Flavia Spena and Flavio Donati are Romans who fell in love with Aotearoa and established ViaVio Cheese in Nelson in 2016 . Flavia lived the corporate executive life as CFO for perfume, jewellery and resort conglomerate Bulgari, and Flavio played professional rugby in Italy. It was a stint playing rugby in Marlborough in the 1990s that started their fascination with NZ.
Italy has over 1,000 varieties of cheese and they saw the opportunity to introduce Kiwis to new styles by starting a vibrant new business. They use A2 milk from cows at Oaklands Farm, Nelson. They use traditional Italian recipes with no added preservatives. This means their cheeses vary with the seasons and the pasture, providing the perfect reason to consume them regularly.
Their strapline is “Naturale, Italiano, Eccelente.”, perfectly capturing what they are all about (we’d add “bellissimo” too).
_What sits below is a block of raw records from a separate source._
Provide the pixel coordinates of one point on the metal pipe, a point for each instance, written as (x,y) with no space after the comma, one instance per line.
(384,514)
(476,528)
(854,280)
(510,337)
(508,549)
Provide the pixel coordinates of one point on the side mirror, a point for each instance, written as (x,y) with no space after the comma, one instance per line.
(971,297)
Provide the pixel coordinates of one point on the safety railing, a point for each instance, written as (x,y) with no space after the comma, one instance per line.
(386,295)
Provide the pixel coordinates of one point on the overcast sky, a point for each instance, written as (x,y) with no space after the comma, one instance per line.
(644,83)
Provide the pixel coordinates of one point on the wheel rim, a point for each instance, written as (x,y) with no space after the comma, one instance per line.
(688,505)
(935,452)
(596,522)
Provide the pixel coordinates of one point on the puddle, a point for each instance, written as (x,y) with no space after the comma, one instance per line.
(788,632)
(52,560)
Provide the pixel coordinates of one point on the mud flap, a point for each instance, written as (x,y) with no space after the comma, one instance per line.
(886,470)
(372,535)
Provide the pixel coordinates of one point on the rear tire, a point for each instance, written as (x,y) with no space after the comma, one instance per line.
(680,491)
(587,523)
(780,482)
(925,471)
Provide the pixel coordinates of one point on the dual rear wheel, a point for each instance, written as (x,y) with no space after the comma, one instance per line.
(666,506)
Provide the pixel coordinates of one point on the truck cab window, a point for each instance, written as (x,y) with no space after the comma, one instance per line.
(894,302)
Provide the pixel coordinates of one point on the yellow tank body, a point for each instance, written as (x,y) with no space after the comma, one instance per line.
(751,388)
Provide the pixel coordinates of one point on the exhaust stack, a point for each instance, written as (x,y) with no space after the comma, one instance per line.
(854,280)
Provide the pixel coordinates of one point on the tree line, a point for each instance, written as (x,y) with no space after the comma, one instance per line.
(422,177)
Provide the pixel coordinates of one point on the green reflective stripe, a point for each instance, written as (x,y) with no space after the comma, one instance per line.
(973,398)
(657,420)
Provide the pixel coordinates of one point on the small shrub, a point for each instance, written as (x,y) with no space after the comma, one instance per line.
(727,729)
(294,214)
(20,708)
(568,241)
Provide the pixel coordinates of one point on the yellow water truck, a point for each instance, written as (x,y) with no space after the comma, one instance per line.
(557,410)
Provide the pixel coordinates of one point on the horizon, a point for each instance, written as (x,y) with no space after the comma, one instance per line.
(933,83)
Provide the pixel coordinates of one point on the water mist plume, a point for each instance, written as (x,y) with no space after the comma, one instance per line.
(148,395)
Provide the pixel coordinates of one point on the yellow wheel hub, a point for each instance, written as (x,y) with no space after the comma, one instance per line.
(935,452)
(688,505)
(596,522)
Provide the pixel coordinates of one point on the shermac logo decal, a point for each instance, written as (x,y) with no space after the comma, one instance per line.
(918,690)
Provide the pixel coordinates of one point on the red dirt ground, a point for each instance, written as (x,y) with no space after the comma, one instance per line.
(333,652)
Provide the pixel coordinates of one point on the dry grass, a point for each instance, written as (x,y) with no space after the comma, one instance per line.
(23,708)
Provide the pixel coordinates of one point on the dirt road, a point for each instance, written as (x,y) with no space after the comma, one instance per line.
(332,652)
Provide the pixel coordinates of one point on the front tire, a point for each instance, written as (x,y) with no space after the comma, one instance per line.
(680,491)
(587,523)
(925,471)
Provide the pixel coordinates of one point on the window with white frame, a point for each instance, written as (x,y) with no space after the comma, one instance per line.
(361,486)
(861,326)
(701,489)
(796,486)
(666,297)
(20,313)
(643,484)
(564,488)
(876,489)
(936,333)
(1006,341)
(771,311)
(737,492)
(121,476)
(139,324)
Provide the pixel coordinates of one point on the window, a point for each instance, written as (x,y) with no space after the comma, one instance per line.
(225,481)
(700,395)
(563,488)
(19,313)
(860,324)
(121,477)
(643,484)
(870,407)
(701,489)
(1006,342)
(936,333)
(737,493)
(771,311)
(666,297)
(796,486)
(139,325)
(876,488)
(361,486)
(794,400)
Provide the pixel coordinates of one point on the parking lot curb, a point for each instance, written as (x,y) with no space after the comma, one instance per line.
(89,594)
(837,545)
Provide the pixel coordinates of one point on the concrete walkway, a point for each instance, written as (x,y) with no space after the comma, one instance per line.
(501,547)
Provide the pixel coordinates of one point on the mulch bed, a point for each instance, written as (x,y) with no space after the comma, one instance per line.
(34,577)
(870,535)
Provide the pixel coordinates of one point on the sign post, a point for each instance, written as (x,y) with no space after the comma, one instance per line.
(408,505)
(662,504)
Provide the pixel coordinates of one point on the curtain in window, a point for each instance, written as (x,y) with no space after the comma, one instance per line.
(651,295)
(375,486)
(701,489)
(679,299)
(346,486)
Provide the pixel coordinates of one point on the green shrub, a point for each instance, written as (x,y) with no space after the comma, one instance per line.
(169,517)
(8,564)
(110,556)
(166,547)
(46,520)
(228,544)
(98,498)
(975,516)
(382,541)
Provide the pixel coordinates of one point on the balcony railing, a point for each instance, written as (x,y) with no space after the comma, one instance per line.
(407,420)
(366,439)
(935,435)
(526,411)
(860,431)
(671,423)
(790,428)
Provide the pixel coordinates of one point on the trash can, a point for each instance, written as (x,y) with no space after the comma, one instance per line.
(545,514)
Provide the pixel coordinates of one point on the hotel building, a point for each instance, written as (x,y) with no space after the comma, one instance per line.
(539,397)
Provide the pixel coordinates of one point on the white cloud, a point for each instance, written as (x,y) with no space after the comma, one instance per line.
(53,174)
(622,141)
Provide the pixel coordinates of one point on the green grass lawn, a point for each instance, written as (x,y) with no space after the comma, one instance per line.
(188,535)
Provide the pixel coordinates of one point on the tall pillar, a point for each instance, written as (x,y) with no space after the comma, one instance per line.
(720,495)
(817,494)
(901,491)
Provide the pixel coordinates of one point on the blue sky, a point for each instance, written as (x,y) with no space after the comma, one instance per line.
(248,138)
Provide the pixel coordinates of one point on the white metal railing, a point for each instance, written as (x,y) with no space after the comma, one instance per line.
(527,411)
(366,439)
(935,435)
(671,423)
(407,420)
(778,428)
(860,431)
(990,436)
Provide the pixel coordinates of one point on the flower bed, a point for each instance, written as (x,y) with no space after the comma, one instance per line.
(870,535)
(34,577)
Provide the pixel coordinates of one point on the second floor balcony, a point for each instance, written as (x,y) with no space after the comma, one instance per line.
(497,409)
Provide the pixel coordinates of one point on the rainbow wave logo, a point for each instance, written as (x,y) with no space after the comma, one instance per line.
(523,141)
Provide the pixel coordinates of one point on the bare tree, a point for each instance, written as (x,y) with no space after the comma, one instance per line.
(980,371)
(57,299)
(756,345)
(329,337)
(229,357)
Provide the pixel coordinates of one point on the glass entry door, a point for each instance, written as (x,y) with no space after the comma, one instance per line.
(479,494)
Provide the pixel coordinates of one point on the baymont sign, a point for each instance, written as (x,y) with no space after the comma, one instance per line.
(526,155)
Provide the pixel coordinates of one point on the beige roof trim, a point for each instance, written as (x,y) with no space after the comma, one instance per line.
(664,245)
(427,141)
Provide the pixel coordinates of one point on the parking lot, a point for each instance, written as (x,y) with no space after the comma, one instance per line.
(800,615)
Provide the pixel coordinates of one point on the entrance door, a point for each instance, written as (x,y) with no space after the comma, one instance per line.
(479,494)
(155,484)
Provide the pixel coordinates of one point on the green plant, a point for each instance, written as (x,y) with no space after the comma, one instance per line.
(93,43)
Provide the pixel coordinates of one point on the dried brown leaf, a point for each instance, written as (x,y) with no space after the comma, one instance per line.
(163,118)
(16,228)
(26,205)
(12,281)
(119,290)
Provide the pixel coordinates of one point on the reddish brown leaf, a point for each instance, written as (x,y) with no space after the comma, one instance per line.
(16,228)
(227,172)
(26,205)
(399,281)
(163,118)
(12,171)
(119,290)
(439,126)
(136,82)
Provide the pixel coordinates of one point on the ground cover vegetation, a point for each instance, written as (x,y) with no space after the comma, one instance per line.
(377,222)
Their values and artisanship match the best in Aotearoa, and they also bring a whole new dimension by introducing a whole new range of styles. Like all artisans, they are constantly experimenting and expanding their range too. They are well-established in our burgeoning artisan cheese world now, and their cheeses regularly win awards in various categories.
They also regularly suggest Italian recipes and ways of enjoying their fine products, again using local ingredients wherever possible. A good example is melting their fontal onto a poached egg or some mushrooms. In fact Flavio demonstrates that we can learn a lot from the Italian way, when he points out that Italians often eat cheese in place of meat of fish as a main part of a meal.